A Guide to Using Social Media as a Geospatial Lens for Studying Public Opinion and Behavior
2026-04-09 • Social and Information Networks
Social and Information Networks
AI summaryⓘ
The authors explain how social media and online reviews can help researchers study what people think and experience in different places. They describe a step-by-step process for collecting and analyzing this type of data, including how new language models improve understanding messy text. Four examples, like tracking COVID-19 vaccine opinions and assessing earthquake damage, show how these methods provide quick and detailed insights. Overall, the authors show that social media data can nicely complement traditional surveys and sensors for studying public opinions and local experiences.
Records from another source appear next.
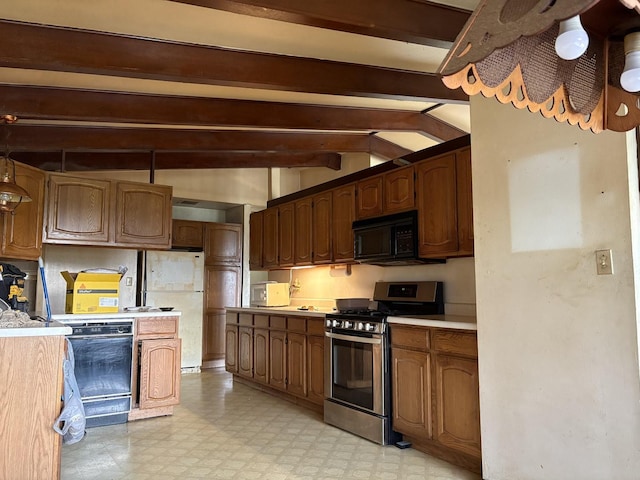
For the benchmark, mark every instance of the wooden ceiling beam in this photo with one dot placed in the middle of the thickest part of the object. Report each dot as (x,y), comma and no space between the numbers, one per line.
(61,49)
(404,20)
(40,103)
(75,161)
(41,137)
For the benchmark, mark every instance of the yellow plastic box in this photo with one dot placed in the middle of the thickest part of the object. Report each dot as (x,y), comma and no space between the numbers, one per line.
(92,292)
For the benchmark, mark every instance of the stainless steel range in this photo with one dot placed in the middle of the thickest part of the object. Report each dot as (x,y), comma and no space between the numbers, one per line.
(357,360)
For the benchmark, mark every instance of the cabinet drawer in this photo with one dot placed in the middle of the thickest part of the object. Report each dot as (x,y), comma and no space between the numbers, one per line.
(295,324)
(261,321)
(315,326)
(157,327)
(416,338)
(453,341)
(245,319)
(278,322)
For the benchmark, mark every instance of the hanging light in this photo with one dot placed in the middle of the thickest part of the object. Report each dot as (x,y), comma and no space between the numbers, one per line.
(572,40)
(11,194)
(630,78)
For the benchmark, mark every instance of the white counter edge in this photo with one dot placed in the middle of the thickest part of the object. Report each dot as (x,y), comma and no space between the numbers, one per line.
(54,328)
(424,322)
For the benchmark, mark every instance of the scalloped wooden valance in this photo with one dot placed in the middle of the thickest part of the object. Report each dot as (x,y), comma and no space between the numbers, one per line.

social media datageospatial researchpublic opinionlarge language modelsdata collectioninformation extractionstatistical modelingCOVID-19 vaccine acceptanceearthquake damage assessmentplace-based experience
Authors
Lingyao Li
Abstract
Social media and online review platforms have become valuable sources for studying how people express opinions, report experiences, and respond to events across space. This work presents a practical guide to using user-generated social data for geospatial research on public opinion, human behavior, and place-based experience. It shows the promise of using these data as a form of passive, distributed, and human-centered sensing that complements traditional surveys and sensor systems. Methodologically, the chapter outlines a general workflow that includes platform-aware data collection, information extraction, geospatial anchoring, and statistical modeling. It also discusses how advances in large language models (LLMs) strengthen the ability to extract structured information from noisy and unstructured content. Four case studies illustrate this framework: COVID-19 vaccine acceptance, earthquake damage assessment, airport service quality, and accessibility in urban environment. Across these cases, social media data are shown to support timely measurement of public attitudes, rapid approximation of geographically distributed impacts, and fine-grained understanding of place-based experiences.